The plan involves the whole of society and includes numerous required measures under the following points:

  • Places of gatherings, institutions, companies, commercial malls and markets: Cleaning and disinfection of offices 24 hours a day; reducing crowds; health assessment at entry points; providing the necessary protective supplies.
  • Construction and factories: Cleaning, disinfection, health assessment and providing the necessary protective supplies; working in shifts; segregating storage of supplies and goods; commitment to social distancing for work and movement in factories.
  • All means of transportation: Commitment to ensure individual precautionary health measures are taken to prevent crowding and reduce waiting times between vehicles (metro trains and buses); good ventilation and disinfection; require wearing of protective masks to prevent transmission of infection; applying health restrictions on public as well as private transportation.
  • Operating hotels: Applying precautionary/safety terms for hotels and tourist facilities; banning parties and entertainment in closed places; wearing protective masks; taking special measures to receive guests to maintain social distancing; adherence to spacing requirements in restaurants and reduction to 50% capacity; monitoring disease with rapid tests; considering worker requirements to ensure they are not infected or have preconditions putting them in a higher risk category.
  • General rules for establishments and businesses: Not to allow the opening of cinemas, theaters, cafes, as well as weddings, funerals and other occasions with large gatherings. Restaurants can operate on delivery services only.  Operations are suspended at universities, schools, kindergartens, nurseries, as well as fitness centers and sports clubs.
  • Continue to apply a policy of social distancing: In-person services with the public will be replaced by electronic services as much as possible and advance electronic reservations will be used for necessary in-person services to avoid crowds. Citizens are encouraged to use electronic purchasing and electronic payment services. These actions will reduce the necessary workforce up to 30%, increase outdoor parking spaces, and avoid heat exhaustion from waiting in long lines.
  • Information campaigns to raise awareness among citizens: Information is provided on how to avoid infection, recognize symptoms, and how to report cases. Preventative guidance is provided on posters distributed throughout cities encouraging safe distancing (2 meters) and wearing of face masks.
  • Reducing the spread of infection: Citizens are encouraged to avoid direct contact with infected patients; to maintain proper ventilation; to use hand sanitizers and napkins; to maintain proper social distancing; and to properly cover sneezes and coughs.
  • Surveillance at facilities: Temperatures will be taken, as well as isolation areas for symptomatic individuals suffering from respiratory symptoms or high temperature.
  • Publish home isolation procedures and guidelines to citizens in accordance with the World Health Organization.

We must understand that life will not return to pre-Corona standards for a long time. Rather, the “new normal” will be accompanied by a set of procedures and controls to protect the health of the population, increase awareness of citizens on preventive health measures, to include social distancing, remote working, and increasing e-government. These procedures, at a minimum, must be followed to ensure the health and safety of the population until a successful vaccine is discovered and widely available.

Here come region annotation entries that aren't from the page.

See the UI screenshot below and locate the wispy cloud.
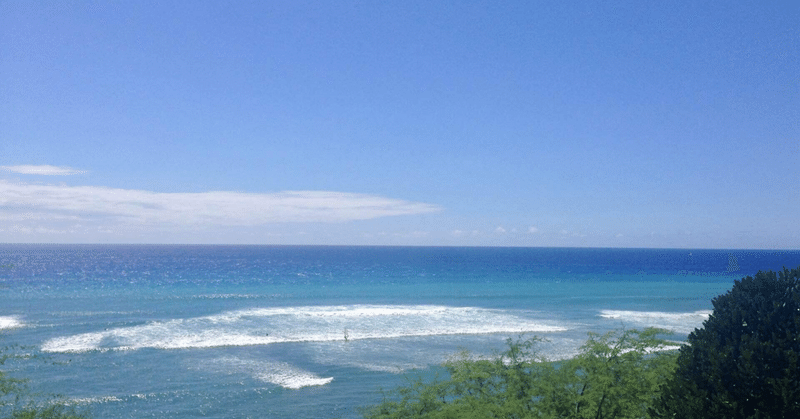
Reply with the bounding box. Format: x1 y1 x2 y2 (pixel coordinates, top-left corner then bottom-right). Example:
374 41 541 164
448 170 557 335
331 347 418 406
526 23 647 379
0 180 441 226
0 164 86 176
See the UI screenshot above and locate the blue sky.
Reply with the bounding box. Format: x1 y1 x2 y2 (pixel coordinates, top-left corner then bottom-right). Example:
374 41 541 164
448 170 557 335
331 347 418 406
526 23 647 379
0 0 800 249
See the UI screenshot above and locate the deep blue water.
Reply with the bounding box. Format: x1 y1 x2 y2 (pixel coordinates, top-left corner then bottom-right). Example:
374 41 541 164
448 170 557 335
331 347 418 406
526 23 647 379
0 245 800 418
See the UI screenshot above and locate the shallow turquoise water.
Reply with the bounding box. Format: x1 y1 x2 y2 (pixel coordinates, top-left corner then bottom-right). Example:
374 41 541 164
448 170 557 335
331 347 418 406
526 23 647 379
0 245 800 418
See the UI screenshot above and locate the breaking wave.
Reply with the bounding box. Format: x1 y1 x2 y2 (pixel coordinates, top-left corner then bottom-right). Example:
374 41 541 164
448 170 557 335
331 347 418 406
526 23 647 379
0 316 22 330
42 305 567 352
600 310 711 334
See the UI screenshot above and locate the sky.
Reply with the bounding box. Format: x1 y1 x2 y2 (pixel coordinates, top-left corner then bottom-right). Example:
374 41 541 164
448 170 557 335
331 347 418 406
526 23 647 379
0 0 800 249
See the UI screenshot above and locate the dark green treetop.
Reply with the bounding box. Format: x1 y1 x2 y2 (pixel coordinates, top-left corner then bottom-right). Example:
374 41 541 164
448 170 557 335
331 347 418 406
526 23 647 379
651 268 800 418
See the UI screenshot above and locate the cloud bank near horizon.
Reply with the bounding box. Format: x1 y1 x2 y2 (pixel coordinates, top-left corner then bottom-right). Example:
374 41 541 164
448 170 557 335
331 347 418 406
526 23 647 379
0 180 442 226
0 164 86 176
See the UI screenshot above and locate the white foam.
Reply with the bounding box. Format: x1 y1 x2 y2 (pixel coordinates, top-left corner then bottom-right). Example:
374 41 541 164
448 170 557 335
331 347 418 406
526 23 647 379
42 305 567 352
207 357 333 390
0 316 22 330
600 310 711 334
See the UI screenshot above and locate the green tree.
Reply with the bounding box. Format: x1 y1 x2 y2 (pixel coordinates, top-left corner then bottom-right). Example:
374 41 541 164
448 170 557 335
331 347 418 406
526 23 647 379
364 329 674 419
0 347 87 419
651 268 800 418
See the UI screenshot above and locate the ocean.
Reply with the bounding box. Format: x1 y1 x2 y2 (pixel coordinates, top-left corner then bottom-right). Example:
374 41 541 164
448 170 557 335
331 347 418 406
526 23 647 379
0 244 800 418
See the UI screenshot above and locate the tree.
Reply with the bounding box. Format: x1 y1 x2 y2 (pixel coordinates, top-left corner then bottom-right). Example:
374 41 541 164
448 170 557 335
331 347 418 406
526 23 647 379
651 268 800 418
364 329 674 419
0 348 87 419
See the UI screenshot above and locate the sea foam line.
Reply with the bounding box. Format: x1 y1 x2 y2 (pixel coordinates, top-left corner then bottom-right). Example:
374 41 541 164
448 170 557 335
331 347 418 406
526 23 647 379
207 357 333 390
42 305 567 352
600 310 711 334
0 316 22 330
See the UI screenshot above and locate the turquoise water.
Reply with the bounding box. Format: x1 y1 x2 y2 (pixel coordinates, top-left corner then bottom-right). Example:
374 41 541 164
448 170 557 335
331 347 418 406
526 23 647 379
0 245 800 418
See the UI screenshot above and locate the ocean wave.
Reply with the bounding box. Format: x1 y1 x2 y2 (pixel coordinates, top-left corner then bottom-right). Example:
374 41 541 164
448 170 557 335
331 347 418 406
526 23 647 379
600 310 711 334
42 305 567 352
0 316 22 330
206 357 333 390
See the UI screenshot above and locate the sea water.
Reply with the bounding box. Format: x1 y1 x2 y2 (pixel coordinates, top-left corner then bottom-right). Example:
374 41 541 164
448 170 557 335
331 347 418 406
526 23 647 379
0 245 800 418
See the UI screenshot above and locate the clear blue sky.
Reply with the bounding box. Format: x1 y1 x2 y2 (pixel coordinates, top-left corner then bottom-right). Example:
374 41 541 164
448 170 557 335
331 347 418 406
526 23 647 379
0 0 800 249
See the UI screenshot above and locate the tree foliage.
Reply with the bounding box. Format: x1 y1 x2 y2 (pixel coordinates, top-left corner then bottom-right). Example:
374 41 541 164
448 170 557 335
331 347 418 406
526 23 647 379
652 268 800 418
364 329 674 419
0 347 87 419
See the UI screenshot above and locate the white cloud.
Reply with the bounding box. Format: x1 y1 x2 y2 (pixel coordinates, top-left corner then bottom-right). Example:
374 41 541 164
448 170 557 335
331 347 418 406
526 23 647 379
0 164 86 176
0 180 441 226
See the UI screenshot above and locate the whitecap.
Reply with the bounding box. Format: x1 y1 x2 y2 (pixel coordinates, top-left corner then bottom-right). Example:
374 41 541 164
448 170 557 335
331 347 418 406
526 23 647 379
600 310 711 334
0 316 22 330
206 357 333 390
42 305 567 352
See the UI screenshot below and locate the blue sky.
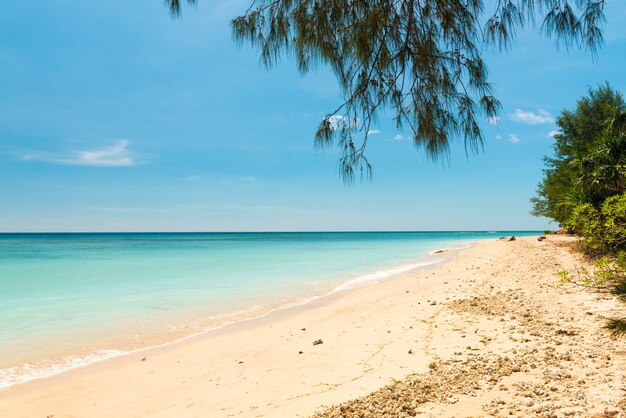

In the meantime, the importance and necessity of sharing knowledge, science, and technology is critical. Covid-19 has taught us that the people of the world are all part of a small interconnected village where a pandemic virus recognizes no manmade borders.  Solidarity, collaboration, and cooperation among people of all nationalities is the only way to preserve the human race.

A couple of questions to consider as we move forward:

  1. Will the outbreak of (Covid-19) reshape social life and the way of thinking and coexistence between nations?
  2. Will the human and economic costs force countries to reprioritize health and environmental security issues above those of hard security and defense?

The views presented in this article are those of the speaker or author and do not necessarily represent the views of DoD or its components.